Data journals generally limit themselves to publishing the description of the dataset; a trusted repository publishes the data itself. For instance, Scientific Data and Geoscience Data Journal each direct authors to a list of approved repositories. As an exception, GigaScience hosts data in an integrated repository named GigaDB. An early implementer of data papers, The International Journal of Robotics Research25 is unusual in that they permit authors to host datasets on their own websites.
Data independent of any paper
To be useful or reproducible, a dataset must be accompanied by descriptive information (i.e. metadata)21, but this need not take the form of a journal article. Instead, some repositories publish rich, structured and/or freeform description together with the data. The distinction between a data repository and a data publisher is often indistinct. Repositories provide access and citability, but the degree of validation varies widely and few are equipped to provide peer review. For instance, to make data publication as easy as possible for authors, Figshare and Zenodo publish datasets from any field with minimal validation.
Fundamentally, to publish is to make public, and to publish data is to make data publicly available. Present availability requires mechanisms for access; future availability also requires preservation (e.g. long-term storage, format migration)21,26,27. As in print publication, published data need not be free or legally unencumbered, and data use agreements constrain many published datasets. If access is limited, it should be contingent on clear and objective criteria; writing a request to the creator for permission should not be part of the process. For example, before granting access to restricted data, The Interuniversity Consortium for Political and Social Research (ICPSR) judges the applicant’s proposed security measures, but not the merit of their research. Datasets from social science or clinical studies that involve human participants are easily the most common source of access restrictions because of the need to protect privacy. In the United States, the Health Insurance Portability and Accountability Act of 1996 (HIPPA) Privacy Rule severely limits the disclosure of medical information28.
As a practical matter, publishing a dataset usually includes depositing it in a trustworthy repository. What constitutes a “trustworthy” repository is somewhat subjective and there are a handful of certification schemes to choose from. In 2007, The Center for Research Libraries (CRL) published the most extensive scheme: the Trusted Repository Audit Checklist (TRAC)29. Many repositories consult TRAC for self-assessment, but only four (listed by the CRL) have completed the lengthy and rigorous process to be officially certified. The process to obtain a Data Seal of Approval (DSA) is considerably more streamlined. The DSA guidelines were also first released, by The Dutch Data Archiving and Networked Services (DANS), in 2007; 24 repositories have been stamped with the DSA since then. Few of the hundreds of repositories in operation (e.g, the 973 now listed Databib or the 609 at re3data.org) have pursued any kind of certification. Given the low adoption of repository certification, a more typical way to decide trustworthiness is to judge by the organization responsible. Repositories run by governments or large universities are likely to be considered trustworthy (although the effects of the 2013 US government shutdown on the PubMed biomedical article database30 might give one pause).

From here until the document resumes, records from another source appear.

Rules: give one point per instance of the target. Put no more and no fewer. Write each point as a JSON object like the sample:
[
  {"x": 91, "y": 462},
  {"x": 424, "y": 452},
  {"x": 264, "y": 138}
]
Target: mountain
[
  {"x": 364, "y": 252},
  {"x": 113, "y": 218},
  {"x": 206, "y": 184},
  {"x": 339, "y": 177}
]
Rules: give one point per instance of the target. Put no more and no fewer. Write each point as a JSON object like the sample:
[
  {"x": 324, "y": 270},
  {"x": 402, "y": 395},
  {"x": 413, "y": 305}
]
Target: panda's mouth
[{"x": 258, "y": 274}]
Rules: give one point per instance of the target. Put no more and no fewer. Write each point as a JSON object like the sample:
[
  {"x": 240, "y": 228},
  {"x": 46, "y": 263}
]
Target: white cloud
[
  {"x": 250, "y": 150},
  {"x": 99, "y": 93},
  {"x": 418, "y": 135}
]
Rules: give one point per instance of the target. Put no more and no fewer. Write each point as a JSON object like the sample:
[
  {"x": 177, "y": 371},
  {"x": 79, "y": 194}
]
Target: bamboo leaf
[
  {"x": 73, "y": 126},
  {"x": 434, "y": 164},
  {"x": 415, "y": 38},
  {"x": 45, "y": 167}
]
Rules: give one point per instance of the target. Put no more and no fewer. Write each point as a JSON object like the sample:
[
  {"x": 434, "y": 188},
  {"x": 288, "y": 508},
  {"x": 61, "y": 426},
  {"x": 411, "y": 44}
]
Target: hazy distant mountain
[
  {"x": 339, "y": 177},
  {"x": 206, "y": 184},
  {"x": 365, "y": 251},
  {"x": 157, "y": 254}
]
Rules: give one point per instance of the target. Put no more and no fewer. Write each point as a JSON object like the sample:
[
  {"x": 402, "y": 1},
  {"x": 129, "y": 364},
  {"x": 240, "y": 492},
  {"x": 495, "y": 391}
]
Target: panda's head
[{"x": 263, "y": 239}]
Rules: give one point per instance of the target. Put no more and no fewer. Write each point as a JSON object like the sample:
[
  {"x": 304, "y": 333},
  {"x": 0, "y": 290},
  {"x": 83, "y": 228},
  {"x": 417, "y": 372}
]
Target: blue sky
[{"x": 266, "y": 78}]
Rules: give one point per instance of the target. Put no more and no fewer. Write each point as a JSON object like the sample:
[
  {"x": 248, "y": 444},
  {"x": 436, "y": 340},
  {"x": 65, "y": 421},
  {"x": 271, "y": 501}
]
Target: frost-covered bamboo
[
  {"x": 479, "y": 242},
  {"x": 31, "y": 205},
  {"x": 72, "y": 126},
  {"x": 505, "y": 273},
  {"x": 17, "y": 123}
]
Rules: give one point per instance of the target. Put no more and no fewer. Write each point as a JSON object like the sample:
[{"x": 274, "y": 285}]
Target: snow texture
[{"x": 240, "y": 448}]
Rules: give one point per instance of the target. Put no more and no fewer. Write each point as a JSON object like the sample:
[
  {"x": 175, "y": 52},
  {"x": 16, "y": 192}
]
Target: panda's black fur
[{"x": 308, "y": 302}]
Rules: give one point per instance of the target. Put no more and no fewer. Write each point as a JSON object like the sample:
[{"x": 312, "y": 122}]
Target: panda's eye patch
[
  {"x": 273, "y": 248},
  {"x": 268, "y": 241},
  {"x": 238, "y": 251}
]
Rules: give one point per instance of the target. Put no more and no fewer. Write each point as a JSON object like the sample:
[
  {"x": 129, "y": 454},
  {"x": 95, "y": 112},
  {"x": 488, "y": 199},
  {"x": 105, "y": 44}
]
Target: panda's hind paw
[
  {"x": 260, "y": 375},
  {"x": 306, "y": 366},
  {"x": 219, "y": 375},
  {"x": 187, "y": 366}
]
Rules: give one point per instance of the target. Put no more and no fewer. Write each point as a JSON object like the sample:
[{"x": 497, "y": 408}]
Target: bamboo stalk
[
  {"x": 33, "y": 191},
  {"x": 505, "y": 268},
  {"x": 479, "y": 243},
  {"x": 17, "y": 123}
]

Data citation is the element of publication that has come the farthest toward consensus. This year, a coalition–including Future Of Research Communication and E-Scholarship (FORCE11)31, the Committee on Data for Science and Technology (CODATA)32, and the Digital Curation Centre (DCC)–released a Joint Declaration of Data Citation Principles. The first of the eight principles states, in part, that “[d]ata citations should be accorded the same importance in the scholarly record as citations of other research objects, such as publications”. Most of the time, this means that when a published dataset contributes to a paper, it should be cited formally in the reference list.
Data publishers enable formal citation by assigning unique permanent identifiers, most commonly the same ones used for journal articles: Digital Object Identifiers (DOIs). In addition to clarifying exactly what resource is being cited, a DOI can be resolved to locate the referenced dataset. Note, however, that a DOI is neither sufficient nor necessary for citability- if a dataset moves and the DOI is not updated, the citation breaks and, conversely a well-maintained web-address works as well as a DOI.
The present consensus is that a dataset should be cited using, at a minimum, five elements largely familiar from article citations: creator(s), title, year, publisher and identifier. This format agrees with CODATA’s recommendation32 and conveys all the information required to obtain a DataCite DOI33 or be listed in the Thomson-Reuters Data Citation Index. However, this article-derived format fails to address some of the complications unique to datasets, described below.
The first major complication that data citation faces is the need for deep citation. When supporting an assertion in writing, it usually suffices to cite the entirety of a journal article and leave it to the inquisitive reader to find the relevant passage. But, to reproduce an analysis performed on a subset of a larger dataset, the reader needs to know exactly what subset was used (e.g. a limited range of dates, only the adult subjects, wind speed but not direction). Datasets vary so widely in structure that there may not be a good general solution for describing subsets. The most common suggestion is to cite the entire dataset in the reference list and describe the subset in the text of the paper34. In straightforward cases, the Federation of Earth Science Information Partners (ESIP) and the National Snow and Ice Data Center (NSIDC) both recommend including a list of variables or range of dates in the formal citation.
The second major complication arises when datasets change. In the past, the printing process cemented one version of an article as the version of record. Even for traditional scholarly literature, web-based publishing and preprint servers (e.g. arXiv.org) are complicating the situation, but datasets are especially prone to be dynamic. Two kinds of dynamic datasets warrant consideration: growing datasets that add new data while never changing or deleting existing data, and revisable datasets where data may by added, deleted, or changed.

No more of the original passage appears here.